Alexandre est le 15è long métrage d'Oliver Stone. Il se situe juste après l'Enfer du dimanche et avant World Trade Center. Oliver Stone, dont la spécialité a été de faire de gros films sur l'histoire des États-Unis, son pays, s'attaque ici à l'épopée antique d'Alexandre le grand. Cela convient bien au réalisateur qui, comme Ridley Scott, aime filmer les scènes de bataille. Le conquérant macédonien avait déjà fait l'objet de plusieurs films dont celui de 1956 de Robert Rossen. Si ce dernier était tout à fait honorable pour l'époque, et affichait une fidélité historique assez impressionnante, il mettait sous silence la relation homosexuelle entre Alexandre et Héphaïstion (époque oblige). L'une des qualités de ce film-ci est de montrer cette relation, même si cela est fait timidement. Les deux hommes se prennent dans les bras l'un de l'autre à plusieurs reprises mais ne s'embrassent jamais. (Il n'y a que le célèbre baiser avec Bagoas qui est montré).
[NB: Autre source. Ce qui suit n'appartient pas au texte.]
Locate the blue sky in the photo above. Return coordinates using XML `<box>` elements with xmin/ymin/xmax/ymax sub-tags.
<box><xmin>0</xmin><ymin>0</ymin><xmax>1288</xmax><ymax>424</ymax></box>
Point non plus de scène de sexe homosexuelle (ce qui aurait été un vrai atout, tant l'homosexualité était courante à l'époque). La seconde qualité, ce sont bien sûr les scènes de bataille. La première montrée est celle de Gaugamèles, pourtant assez tardive dans la conquête, puis celle de l'Hydaspe, contre les Indiens et leurs éléphants. Scène montrée avec un filtre rouge qu'on aimera ou non.
Voici donc les deux qualités du film. Passons maintenant aux défauts. Oliver Stone, pour nous montrer tout ces héros fait appel à une pelotée d'acteurs. Colin Farell en fait des tonnes, Val Kilmer est assez bon, dans le rôle que Stone choisi de lui donner, celui d'un roi assez détestable. Angelina Jolie est parfaitement ridicule que ça en est risible. On ne sait pas pourquoi elle roule les R. Cherche-t-elle à imiter l'accent Grec ? Épirien ? Macédonien ? Elle cherche en tout cas à jouer le rôle d'une sorcière et sera ainsi préparée pour son rôle de Maléfique dix ans plus tard. Jared Leto est dans un rôle de soutien à Farell, dans une relation homosexuelle qui est presque montrée comme une bromance mais reste assez effacé (il aurait été intéressant de creuser le personnage d'Hepahïstion). Oliver Stone choisit l'actrice d'origine Cubaine, Portoricaine et Africaine Rosario Dawson pour jouer le rôle de Roshane, la fille du satrape de Bactriane, une région correspondant à l'Afghanistan actuel, mais ici il l'appelle Roxane et en fait une fille de personne, qui ne séduit Alexandre que par sa beauté. Après une belle scène de danse, Rosario Dawson nous gratifiera de sa plastique exceptionnelle dans une scène de sexe torride avec Alexandre. Notons également la présence au casting de Jonathan Rhys-Meyers qui n'y fait que de brèves apparitions, avant sa consécration dans The Tudors ; Christopher Plummer dans le rôle d'Aristote et bien sûr Rory McCann dans le rôle de Cratère avant son rôle dans Beowulf puis celui de sa vie, celui de The Hound dans Game of Thrones.
Cependant, malgré un tel casting, aucun personnage n'est vraiment creusé, et il n'y a que Colin Farell qui en fait des tonnes de jérémiades et apitoiements sur son sort rendant son personnage peu crédible en conquérant. Car l'un des défauts du film, outre le fait de ne pas être très fidèle à la réalité historique est de ne peu ou pas expliquer plusieurs épisodes importants. L'autre est l'écriture des dialogues : il est clair que le souci de l'historicité est au second plan. Les dialogues sont bêtes, stupides, grossiers, tout ce qu'on voudra au point qu' on a honte pour ceux qui les récitent.
C'est le cas notamment d'Anthony Hopkins, qui, dans le rôle de Ptolémée, vieux, à Alexandrie nous raconte la vie d'Alexandre.